Primeiro, ao disputar — ou melhor, ao tentar disputar —, Renan Calheiros não perdeu nada. Ao contrário, mostrou que está vivo e que, diferentemente de senadores que foram soterrados pela implacabilidade dos eleitores, permanece no centro do debate em Brasília, inclusive disputando o Senado. Não fosse a ação do governo, que talvez tenha se assustado com a proximidade entre o alagoano e o petismo, poderia ter sido eleito.
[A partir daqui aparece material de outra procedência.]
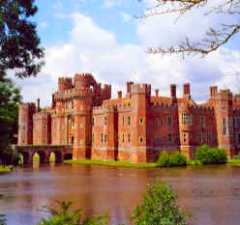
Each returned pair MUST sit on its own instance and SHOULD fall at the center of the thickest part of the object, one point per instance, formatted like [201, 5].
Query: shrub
[62, 214]
[237, 157]
[159, 207]
[172, 159]
[207, 155]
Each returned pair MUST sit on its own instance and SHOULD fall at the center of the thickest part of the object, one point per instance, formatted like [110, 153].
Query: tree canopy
[9, 101]
[215, 37]
[19, 43]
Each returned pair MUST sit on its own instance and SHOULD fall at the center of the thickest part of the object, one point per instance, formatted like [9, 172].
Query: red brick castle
[135, 127]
Segundo: Onyx Lorenzoni não derrotou Renan Calheiros. O governo, com sua estrutura ampla, venceu o senador emedebista. Vários senadores estão à espera de algum benefício. Jorge Kajuru e José Antônio Reguffe não querem nada? É provável. Mas há muitos que querem alguma coisa — grande, média ou pequena. Mas alguma coisa. Cargos para aliados, possíveis negócios (católicos ou não) e recursos para seus Estados.
Terceiro: as redes sociais, ainda que influentes, não “arrasaram” Renan Calheiros. A imagem do senador está corroída e, ainda assim, ele permanece influente em Brasília e foi reeleito em 2018. Insistindo: o que decidiu a favor de Davi Alcolumbre foi a ação direta, nada sutil, do governo, personificado na figura de Onyx Lorenzoni. O governo deu o seu recado: não conseguiu eleger o presidente da Câmara dos Deputados — engoliu com habilidade, descendo entre quadrado e redondo, Rodrigo Maia, do DEM — mas elegeu o presidente do Senado.
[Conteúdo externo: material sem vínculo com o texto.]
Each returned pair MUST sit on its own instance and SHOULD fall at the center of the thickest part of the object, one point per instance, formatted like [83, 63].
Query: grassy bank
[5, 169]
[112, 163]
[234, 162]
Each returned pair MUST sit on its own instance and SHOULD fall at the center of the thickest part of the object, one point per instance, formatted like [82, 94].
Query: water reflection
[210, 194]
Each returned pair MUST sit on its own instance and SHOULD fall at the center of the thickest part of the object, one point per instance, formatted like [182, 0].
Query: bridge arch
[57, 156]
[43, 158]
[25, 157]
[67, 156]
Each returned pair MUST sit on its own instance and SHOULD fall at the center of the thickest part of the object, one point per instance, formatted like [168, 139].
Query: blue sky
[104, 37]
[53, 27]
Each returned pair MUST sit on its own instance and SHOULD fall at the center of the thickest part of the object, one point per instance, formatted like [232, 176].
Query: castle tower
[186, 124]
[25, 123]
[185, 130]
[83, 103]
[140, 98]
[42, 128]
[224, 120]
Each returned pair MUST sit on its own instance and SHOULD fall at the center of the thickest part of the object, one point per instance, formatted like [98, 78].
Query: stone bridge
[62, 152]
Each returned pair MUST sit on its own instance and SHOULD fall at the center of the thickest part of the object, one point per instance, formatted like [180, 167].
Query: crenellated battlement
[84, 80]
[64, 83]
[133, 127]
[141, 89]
Quarto: o voto de Flávio Bolsonaro, declarado publicamente em Davi Alcolumbre, não levou à renúncia de Renan Calheiros. Foi o pretexto encontrado pelo perspicaz senador para desistir. Sua mensagem é cartesiana: perdi para o governo, lógico sou “forte” e não “fraco”. Ninguém, de fato, perde para Davi Alcolumbre e, também, Onyx Lorenzoni.
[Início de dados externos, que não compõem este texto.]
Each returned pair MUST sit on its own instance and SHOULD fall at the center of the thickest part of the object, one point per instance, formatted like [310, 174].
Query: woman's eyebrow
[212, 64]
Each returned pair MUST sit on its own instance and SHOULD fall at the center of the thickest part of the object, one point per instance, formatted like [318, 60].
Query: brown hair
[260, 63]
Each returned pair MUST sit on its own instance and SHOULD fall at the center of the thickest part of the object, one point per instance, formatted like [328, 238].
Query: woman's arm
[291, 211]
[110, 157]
Quinto: por ter um filho governador, em Alagoas, e por senador, com aliados em vários Estados, Renan Calheiros não romperá com um governo que está começando. Só um amador faria isto. Na política o que se diz, inclusive na imprensa, é o conveniente. Na prática, o que se faz é outra coisa. O homem de Murici vai fingir amuo, tão bom ator quanto Marlon Brando e Christian Bale (transcendental e até sobrenatural como Dick Cheney no filme “Vice”), para retirar o maior proveito possível. Ele e Bolsonaro, que nada tem de tolo (é o Lula da direita), sabem disso e vão encontrar um denominador comum. Ninguém deve estranhar se, ao longo do tempo, Renan Calheiros se tornar uma espécie de presidente informal do Senado — auxiliando Bolsonaro com a mestria que Davi Alcolumbre (ganha um creme de murici do Bapi quem pronunciar sem titubear o nome do senador) não tem, mas talvez, um dia, adquira.
Sexto: com a vitória do governo, estranhamente o Senado, longe ficar maior, ficou menor. Tornou-se uma espécie de ministério do governo de Bolsonaro.
Sétimo: com Alcolumbre, ficou-se com a impressão de que a “ética” venceu. Se Jorge Kajuru e Reguffe, que são decentes, acreditam nisto, por conveniência ou não, começaram mal, muito mal. Por ser mais sanguíneo, Kajuru, sobretudo, vai se decepcionar rapidamente.